As the Senior Immigration Judge sitting in the Upper Tribunal noted, when Mr Alam had lodged his appeal against the Secretary of State’s decision section 85A had not been in force.
The Senior Immigration Judge said that the Immigration Judge had been correct in her analysis of the legislation and the evidential restrictions, but nonetheless found that she had erred in law. He said that she had failed to take account of the fact that that Mr Alam hadn’t submitted the evidence required by the Immigration Rules to the UKBA was relevant to the balancing exercise she was required to carry out in deciding whether his rights under Article 8 had been breached. This was an error of law.
He said:
“Either the logic of this position escaped the Immigration Judge or, more likely, she chose to ignore it in order to enable the claimant to escape what might be regarded as the harsh consequences of the application of section 85A to an appeal which was pending when the Commencement Order brought that section into force.

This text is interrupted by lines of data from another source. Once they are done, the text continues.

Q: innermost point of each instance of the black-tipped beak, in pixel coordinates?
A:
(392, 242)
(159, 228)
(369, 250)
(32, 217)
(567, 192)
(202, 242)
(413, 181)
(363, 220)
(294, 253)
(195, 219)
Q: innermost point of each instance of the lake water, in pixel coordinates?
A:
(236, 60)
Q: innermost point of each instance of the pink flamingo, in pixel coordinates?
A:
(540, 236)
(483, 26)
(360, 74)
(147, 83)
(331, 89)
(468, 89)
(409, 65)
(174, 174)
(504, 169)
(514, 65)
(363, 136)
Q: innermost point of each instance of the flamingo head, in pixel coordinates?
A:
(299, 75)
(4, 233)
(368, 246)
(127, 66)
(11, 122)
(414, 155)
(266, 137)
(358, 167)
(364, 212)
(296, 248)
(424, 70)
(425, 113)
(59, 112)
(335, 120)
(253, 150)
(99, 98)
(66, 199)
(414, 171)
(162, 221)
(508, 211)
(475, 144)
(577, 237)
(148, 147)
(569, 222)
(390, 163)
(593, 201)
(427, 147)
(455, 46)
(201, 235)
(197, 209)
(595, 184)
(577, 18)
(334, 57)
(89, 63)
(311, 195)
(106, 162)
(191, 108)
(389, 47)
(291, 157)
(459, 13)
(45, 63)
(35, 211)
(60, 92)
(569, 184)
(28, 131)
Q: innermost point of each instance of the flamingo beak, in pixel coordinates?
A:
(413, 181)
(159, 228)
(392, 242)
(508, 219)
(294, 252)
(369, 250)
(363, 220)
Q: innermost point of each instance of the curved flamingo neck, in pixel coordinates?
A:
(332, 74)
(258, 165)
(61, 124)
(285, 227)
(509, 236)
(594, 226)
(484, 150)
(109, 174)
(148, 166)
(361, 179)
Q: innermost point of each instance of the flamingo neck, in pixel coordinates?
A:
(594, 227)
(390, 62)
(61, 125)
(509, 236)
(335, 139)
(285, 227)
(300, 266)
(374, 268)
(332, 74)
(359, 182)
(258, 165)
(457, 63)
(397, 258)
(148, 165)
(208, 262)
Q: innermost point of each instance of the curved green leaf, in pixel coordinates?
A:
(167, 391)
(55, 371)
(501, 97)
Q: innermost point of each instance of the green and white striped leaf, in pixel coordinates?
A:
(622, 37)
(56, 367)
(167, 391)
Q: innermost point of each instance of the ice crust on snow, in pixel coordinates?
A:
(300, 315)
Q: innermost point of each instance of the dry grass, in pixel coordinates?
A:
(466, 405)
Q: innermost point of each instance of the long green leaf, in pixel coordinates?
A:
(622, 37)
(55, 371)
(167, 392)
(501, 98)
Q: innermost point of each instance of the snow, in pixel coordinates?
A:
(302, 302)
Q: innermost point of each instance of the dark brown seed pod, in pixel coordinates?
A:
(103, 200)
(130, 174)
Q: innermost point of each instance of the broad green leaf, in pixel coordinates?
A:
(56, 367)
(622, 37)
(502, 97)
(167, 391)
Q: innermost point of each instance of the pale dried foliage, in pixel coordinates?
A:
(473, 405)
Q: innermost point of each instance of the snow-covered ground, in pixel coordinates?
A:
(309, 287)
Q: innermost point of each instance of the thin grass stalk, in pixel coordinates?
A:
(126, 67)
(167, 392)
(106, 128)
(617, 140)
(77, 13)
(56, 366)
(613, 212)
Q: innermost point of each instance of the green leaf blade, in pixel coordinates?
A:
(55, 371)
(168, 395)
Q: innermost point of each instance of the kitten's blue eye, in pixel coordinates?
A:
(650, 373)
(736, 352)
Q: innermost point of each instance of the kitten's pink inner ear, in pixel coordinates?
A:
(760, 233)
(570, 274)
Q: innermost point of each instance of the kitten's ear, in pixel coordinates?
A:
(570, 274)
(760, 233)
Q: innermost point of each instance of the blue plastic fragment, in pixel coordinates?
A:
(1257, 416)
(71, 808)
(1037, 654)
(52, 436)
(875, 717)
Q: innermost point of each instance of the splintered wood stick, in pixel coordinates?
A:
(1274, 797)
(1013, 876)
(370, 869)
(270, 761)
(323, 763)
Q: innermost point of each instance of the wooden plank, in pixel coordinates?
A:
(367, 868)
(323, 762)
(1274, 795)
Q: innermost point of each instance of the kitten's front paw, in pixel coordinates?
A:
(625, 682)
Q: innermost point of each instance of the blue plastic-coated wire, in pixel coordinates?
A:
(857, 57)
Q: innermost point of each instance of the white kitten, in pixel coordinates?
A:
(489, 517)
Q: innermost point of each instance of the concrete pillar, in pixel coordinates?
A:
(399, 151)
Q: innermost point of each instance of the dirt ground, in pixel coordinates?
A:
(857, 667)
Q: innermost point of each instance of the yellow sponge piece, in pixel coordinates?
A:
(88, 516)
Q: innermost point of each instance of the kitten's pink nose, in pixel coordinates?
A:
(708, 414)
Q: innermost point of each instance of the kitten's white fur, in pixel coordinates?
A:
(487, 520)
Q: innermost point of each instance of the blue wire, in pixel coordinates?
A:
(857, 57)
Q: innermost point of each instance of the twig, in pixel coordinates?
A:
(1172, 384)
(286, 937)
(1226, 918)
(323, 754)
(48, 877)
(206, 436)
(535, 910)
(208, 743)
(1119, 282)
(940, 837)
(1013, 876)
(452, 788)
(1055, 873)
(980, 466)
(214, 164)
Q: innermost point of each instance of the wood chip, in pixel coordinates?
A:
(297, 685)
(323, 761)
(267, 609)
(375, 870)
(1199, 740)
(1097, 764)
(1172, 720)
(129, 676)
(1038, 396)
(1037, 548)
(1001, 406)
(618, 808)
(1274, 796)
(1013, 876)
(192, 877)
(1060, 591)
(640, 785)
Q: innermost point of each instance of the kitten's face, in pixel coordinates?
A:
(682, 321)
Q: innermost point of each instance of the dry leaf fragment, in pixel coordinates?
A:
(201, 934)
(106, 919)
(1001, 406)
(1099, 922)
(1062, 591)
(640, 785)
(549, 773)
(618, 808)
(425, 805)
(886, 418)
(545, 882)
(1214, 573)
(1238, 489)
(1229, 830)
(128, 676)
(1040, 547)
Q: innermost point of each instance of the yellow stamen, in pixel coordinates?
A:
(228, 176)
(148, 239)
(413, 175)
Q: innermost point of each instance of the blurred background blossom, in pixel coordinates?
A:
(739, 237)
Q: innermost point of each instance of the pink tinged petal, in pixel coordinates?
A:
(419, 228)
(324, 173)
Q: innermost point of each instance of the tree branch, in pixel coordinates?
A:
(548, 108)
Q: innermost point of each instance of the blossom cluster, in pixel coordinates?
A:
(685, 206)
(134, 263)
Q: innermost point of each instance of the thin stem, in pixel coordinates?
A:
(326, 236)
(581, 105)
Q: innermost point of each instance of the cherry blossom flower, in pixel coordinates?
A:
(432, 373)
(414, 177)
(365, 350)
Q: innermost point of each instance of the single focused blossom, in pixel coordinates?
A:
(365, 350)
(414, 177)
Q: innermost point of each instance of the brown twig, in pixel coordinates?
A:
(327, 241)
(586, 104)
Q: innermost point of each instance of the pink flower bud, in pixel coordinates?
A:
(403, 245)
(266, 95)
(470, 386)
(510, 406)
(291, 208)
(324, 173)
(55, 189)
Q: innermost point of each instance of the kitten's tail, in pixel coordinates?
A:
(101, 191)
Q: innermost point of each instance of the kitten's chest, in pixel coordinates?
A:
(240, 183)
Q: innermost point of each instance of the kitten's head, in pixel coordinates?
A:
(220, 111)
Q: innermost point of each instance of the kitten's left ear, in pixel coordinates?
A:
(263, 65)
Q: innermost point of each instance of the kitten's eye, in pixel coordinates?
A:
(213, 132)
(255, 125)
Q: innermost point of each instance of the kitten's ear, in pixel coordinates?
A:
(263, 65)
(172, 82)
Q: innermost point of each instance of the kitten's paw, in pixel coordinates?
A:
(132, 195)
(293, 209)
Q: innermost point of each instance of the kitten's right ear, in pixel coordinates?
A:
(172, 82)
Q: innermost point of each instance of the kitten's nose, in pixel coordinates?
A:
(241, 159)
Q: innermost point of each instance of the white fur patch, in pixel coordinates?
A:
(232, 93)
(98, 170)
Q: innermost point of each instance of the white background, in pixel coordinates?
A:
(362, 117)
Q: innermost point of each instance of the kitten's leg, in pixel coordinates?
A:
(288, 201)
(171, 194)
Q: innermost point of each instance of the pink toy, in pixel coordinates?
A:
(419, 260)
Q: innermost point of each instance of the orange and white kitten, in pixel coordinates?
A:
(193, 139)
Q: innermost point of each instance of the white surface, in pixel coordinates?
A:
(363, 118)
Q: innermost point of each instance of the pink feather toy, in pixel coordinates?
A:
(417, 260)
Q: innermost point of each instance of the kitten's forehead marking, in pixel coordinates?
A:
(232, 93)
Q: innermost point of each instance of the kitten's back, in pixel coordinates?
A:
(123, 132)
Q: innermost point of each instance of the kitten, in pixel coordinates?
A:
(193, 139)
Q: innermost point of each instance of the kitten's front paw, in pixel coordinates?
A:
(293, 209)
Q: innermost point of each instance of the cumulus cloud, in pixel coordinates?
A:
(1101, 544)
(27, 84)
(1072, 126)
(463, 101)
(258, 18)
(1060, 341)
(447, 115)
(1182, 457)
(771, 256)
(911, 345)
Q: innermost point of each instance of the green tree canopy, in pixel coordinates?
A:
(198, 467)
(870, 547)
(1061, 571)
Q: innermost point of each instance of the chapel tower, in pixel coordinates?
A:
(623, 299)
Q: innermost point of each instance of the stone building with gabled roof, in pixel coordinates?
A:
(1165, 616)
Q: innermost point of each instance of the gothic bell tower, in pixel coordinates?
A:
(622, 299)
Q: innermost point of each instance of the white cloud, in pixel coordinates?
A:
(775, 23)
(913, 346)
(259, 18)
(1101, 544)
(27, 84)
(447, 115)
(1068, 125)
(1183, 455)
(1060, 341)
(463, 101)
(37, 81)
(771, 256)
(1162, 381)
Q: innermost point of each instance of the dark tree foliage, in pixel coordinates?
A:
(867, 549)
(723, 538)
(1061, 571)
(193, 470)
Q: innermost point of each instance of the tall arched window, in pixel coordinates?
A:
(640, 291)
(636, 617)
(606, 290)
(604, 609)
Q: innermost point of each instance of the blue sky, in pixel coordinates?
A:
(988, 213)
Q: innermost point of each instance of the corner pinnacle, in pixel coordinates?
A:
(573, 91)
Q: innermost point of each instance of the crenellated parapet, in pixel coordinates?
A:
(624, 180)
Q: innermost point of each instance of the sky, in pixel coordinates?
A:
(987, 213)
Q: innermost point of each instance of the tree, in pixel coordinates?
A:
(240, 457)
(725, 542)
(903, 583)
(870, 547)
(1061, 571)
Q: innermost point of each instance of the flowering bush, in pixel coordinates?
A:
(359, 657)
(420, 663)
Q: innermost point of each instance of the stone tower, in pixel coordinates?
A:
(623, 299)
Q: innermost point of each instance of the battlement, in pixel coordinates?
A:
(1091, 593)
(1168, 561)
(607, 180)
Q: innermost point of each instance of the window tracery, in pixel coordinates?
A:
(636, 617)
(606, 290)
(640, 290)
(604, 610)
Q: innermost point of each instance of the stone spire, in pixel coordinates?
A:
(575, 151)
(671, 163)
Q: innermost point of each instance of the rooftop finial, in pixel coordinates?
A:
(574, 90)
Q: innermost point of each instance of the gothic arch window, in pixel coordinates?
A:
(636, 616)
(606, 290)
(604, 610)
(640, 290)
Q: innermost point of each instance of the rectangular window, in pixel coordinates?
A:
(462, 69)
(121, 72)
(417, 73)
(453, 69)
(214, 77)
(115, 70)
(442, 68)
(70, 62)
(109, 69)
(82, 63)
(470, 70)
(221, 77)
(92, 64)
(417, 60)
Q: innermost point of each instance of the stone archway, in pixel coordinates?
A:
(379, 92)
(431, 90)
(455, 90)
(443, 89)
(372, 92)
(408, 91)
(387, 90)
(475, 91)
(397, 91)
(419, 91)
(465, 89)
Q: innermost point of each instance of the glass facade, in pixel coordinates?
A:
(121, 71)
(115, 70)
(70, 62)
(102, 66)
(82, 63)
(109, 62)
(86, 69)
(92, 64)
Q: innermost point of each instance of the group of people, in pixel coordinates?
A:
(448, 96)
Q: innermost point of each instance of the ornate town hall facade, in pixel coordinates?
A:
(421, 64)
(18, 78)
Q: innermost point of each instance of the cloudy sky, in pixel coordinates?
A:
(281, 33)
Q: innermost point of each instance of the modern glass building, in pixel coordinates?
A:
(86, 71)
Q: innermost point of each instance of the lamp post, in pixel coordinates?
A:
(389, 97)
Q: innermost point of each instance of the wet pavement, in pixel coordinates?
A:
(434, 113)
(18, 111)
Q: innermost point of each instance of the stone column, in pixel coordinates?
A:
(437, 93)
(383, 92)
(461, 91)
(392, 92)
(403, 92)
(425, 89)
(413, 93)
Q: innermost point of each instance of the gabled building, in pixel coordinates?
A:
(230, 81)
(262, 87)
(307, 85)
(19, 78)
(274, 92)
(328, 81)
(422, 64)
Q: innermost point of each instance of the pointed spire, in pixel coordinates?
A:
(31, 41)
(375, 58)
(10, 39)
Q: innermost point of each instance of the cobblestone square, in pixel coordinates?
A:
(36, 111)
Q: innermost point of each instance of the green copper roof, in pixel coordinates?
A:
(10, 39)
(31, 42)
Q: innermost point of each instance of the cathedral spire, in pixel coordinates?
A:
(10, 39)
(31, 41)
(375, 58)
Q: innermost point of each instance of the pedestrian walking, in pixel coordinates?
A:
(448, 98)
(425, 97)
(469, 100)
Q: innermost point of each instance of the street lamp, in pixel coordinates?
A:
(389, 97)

There will inevitably be cases in which the same evidence will, on the one hand, fall to be excluded by virtue of section 85A, in deciding whether a person meets the points-based Rules, but may nevertheless be considered in connection with that person’s assertion that the immigration decision, if acted upon, would violate his or her Article 8 rights. However, as the present case demonstrates, a judicial fact-finder faced with such a situation must pay proper regard to the fact that, in enacting section 85A, Parliament has decided that there will be circumstances in which a person is to be disabled from proving compliance with the Immigration Rules, where the evidence relied on is not submitted at the time of making the relevant application. Provided that the judicial fact-finder appreciates the position, namely, that there has not been compliance with the Immigration Rules, the weight to be placed upon the State’s interests in maintaining the integrity of United Kingdom immigration control will be a matter for him or her. The proportionality balancing exercise cannot, however, be short-circuited by a finding that the requirements of the Immigration Rules have been met. They have not.”
This is a classic example of the application by the Upper Tribunal of the principle that “the demands of immigration control” – and the weight to be given to them - can be inferred from the contents of the Immigration Rules. If the Immigration Judge had said that she had had regard to what the Rules required and what Parliament had legislated in section 85A in the course of deciding that the Secretary of State’s decision had been disproportionate, no one could have said that she had erred in law in allowing Mr Alam’s appeal under Article 8.
However it is likely to be a useful case for Appellants whose cases appear to fall foul of the new section 85A regime, since it emphasises the fact that while they are restricted by section 85A so far as evidence relating to the Immigration Rules is concerned Immigration Judges are not so restricted by it in their “human rights” jurisdiction.
This is an important distinction, and one which could make the difference between success and failure in many appeals.
The Senior Immigration Judge also notes that the apparent unfairness caused to people whose appeals, like Mr Alam’s, had already begun when section 85A was implemented, could well form the basis for arguments that Article 8 was breached. This didn’t stop him from dismissing the appeal in this case however.